Ne panique pas. Dis toi des trucs rassurants, imagine comment ils sourient eux aussi quand ils rentrent du travail. A leur famille. Leurs amis. Tu dois pas t’inquiéter, pas plus que ça. Ca va bien se passer.
C’était surprenant ce matin, c’est pour ça. Tout à coup, ils viennent chez toi. La manière qu’ils ont eu de se présenter, comment ils sont rentrés, etc. Mais maintenant ça va mieux. Tu vas te détendre un peu.
Quand tu leur a proposé de boire un café et de te suivre à table, ils ont presque immédiatement accepté. Ça prouve qu’ils ne sont pas si mauvais que ça. Tout va redevenir normal très vite. C’est pas des monstres quand même. Ils ont même l’air d’être de braves types quand on les regarde comme ça.
Il y a juste eu ce drôle d’échanges de regard entre eux. C’est tout. Et encore c’est vraiment pas grand chose. Si ça se trouve, c’était juste un simple coup d’œil. C’est vrai que ça t’a fait bizarre, au moment précis où leurs yeux vides se sont croisés, c’était comme si quelque chose de terrible et de profondément angoissant allait se passer. C’est difficile à expliquer.
Et ça ne te quitte plus depuis tout à l’heure. Tu as beau faire semblant de manger calmement tes tartines à table, le beurre sur le pain croustillant, le pot de confiture par ci, pendant qu’eux impassible, attendent de l’autre côté, calmement assis, la tête penché vers le bas parce qu’ils n’osent pas trop te regarder, tu sais très bien que derrière tes grands airs, il y a quelque chose au fond qui te dévore. Ça te ronge tellement que tu retournes tout dans ta tête et que tu vérifies à toute vitesse.
L’un des agents a saisi le journal, il semble minuscule perdu parmi les pages gigantesques.
L’autre se met à fredonner quelque chose.
Tout à coup, ton pied que tu ne retiens plus frappent furieusement le sol.
L’un des agents se lève. Ton pied continue avec le même rythme frénétique.
Il rejoint l’autre agent qui est toujours en train de lire le journal, s’arrête à deux pas de sa chaise, cherche quelque chose à l’intérieur de sa veste.
Ton pied s’arrête, tu recroquevilles brusquement sur ta chaise, instinct de survie ne pouvant t’empêcher de ramener les mains devant ton visage en reversant ton café. Comme pour éviter l’éventuelle balle qu’il te collerait dans la tête.

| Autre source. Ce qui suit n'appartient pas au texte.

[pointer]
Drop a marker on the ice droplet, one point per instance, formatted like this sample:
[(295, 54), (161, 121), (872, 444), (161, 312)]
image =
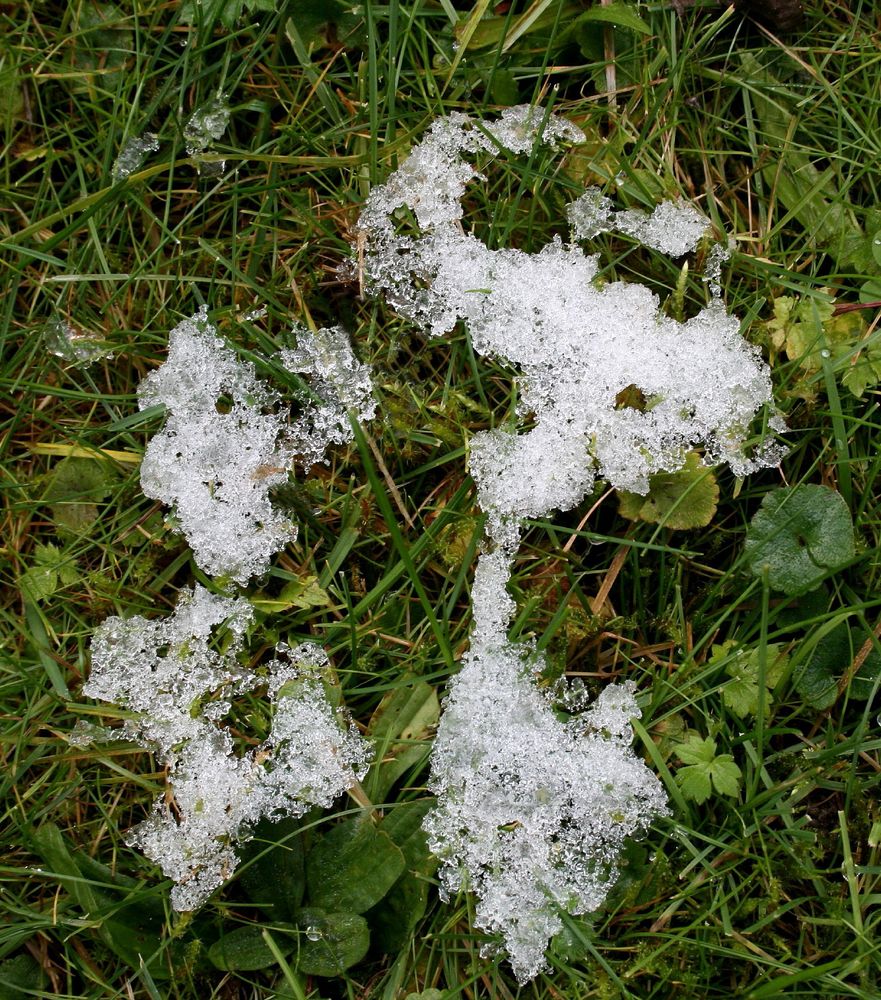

Mais rien ne vient. Pour l’instant.
Et d’attendre. De constater qu’il ne se passe rien.
D’attendre encore. Le cœur battant à tout rompre.
Pendant un temps incalculable. Complètement perdu quelque part entre tes pensées et le monde extérieur où un homme est probablement en train de te viser ta boîte crânienne avec le canon de son arme
Alors d’attendre terriblement longtemps avec dans la poitrine maintenant un moteur brûlant qui manque d’exploser.
D’attendre pour finalement être sorti de tout ça comme d’un rêve par le bruit de pas dans les escaliers.
Pour finalement baisser tes bras ankylosées quand tu l’entends ariver et se mettre à table : « Ça ne va pas ? tu es tout pâle »
Et toi de la regarder comme perdu. Incapable de dire un mot.
Elle alors :
« Tiens c’est bizarre, c’est toi qui a entouré ça? Pourquoi ?»
Et toi, toujours silencieux, te redresses brusquement pour saisir le journal qu’elle n’a pas eu le temps de te tendre, découvre pris dans une sorte d’ovale rouge mal contrôlé tracée, le mot « prison ».